Teach your child the importance of money so they don’t “wish they knew this earlier” when they grow up.

Unless you have a multi-millionaire dad, every one of us is finally understanding the true importance of money. Some of us probably wish we knew this earlier. So, as we move into the next phase of our lives and start having a partner and maybe a family down the road, we should impart these important money lessons to them. This will ensure that they don’t grow up thinking they should have realized some things earlier.

There are basically five important money concepts everyone needs to know, and here are how you can impart it to your children.

1. Earning

Your children/ child need(s) to know that money doesn’t grow on trees or magically appear from machines at shopping centres. Now we don’t think making your kid work for their allowance is going to make them interested in money, so don’t touch their allowance yet.

What we can do here, is get children to do household chores to “earn” extra money. Tie these chores to responsibilities rather than ad-hoc work, this will teach them that to earn money you need to be responsible. Some ways this can happen is to put them in charge of cleaning plates every Mondays or sweeping the house every Saturdays.

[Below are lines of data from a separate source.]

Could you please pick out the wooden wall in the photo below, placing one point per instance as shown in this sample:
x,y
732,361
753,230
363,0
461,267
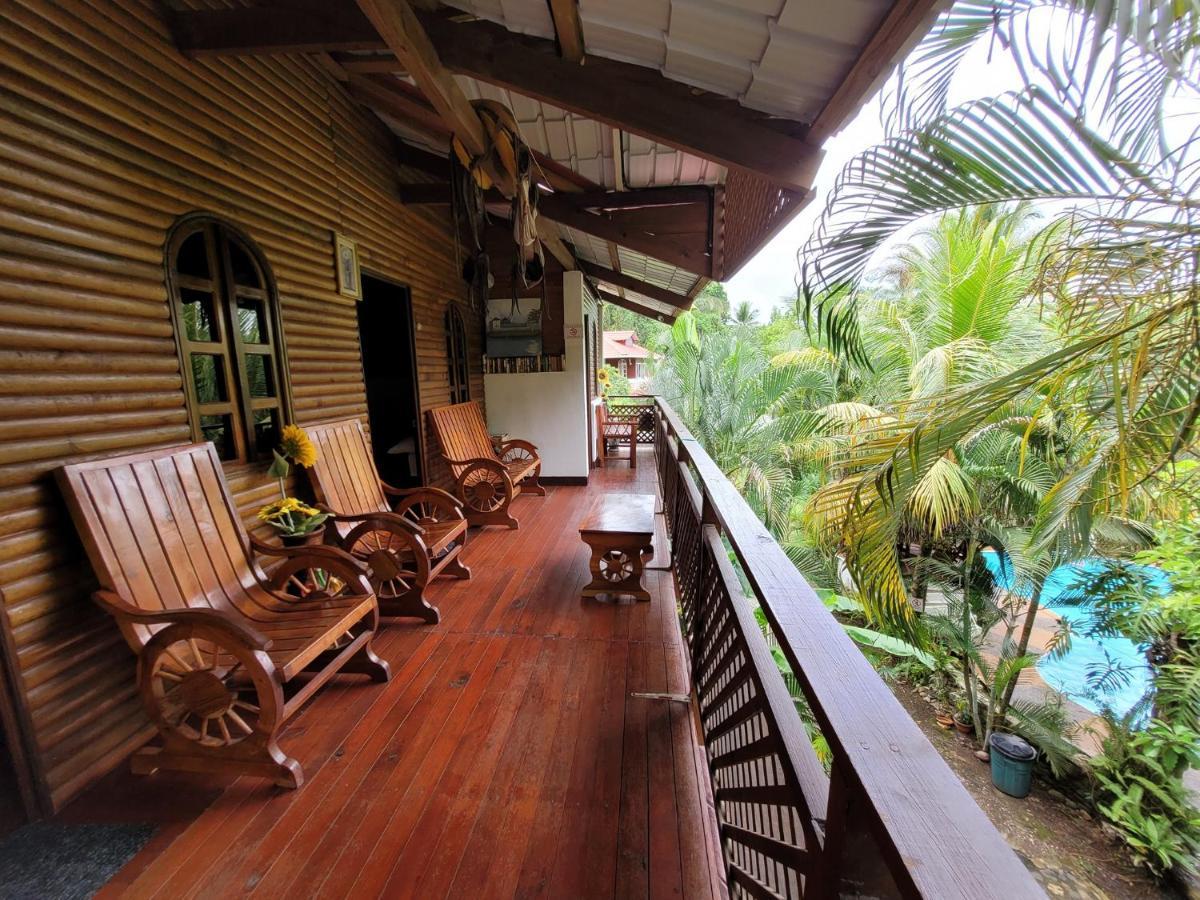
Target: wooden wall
x,y
107,136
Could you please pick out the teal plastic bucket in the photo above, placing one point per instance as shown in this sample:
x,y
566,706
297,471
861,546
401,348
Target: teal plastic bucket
x,y
1012,765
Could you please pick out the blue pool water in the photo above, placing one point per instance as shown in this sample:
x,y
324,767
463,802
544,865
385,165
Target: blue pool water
x,y
1069,673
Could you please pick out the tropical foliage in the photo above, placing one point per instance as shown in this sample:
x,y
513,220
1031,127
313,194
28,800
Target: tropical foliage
x,y
995,348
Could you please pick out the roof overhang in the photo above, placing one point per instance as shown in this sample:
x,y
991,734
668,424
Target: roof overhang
x,y
671,144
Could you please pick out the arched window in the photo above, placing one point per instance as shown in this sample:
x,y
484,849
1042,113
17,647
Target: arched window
x,y
456,357
227,323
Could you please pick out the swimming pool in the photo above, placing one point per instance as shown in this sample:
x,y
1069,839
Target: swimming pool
x,y
1068,673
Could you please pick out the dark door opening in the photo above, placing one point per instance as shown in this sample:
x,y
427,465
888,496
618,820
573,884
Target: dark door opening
x,y
389,367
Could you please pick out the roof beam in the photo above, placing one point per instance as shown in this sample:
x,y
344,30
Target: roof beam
x,y
642,197
631,97
568,29
276,28
683,251
405,36
628,303
900,29
635,99
621,280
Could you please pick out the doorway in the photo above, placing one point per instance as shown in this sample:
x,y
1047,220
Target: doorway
x,y
389,370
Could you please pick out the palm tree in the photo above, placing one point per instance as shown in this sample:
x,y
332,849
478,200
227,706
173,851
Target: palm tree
x,y
1119,273
748,411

At the end of the week, put that money in their hands rather than get what he or she was “working” for to buy.

2. Budgeting

Why do we advocate putting the money in their hands? This will teach them the importance of setting money aside versus spending money.

At the end of every week, your kid will have his or her allowance and earnings. They have to understand that they need to make this money last and still set aside enough so that they can buy what they wanted to. Many adults can’t grasp this concept with the huge credit deficit in Singapore, so this will be a very useful skill for your child.

Budgeting means your child will understand that portions of his or her money will have to be spent a certain way every month. This is his or her responsibility. You can delegate the responsibility of buying food for one dinner every week to your kid to make him or her understand this concept better. You can tell your child to explain how he or she will spend the money for the week on food at school, food at home for one day and buying toys that he or she wants.

3. Saving

After figuring out that he or she has to live on a budget, your kid will grasp the concept of saving for that toy he or she wanted to buy.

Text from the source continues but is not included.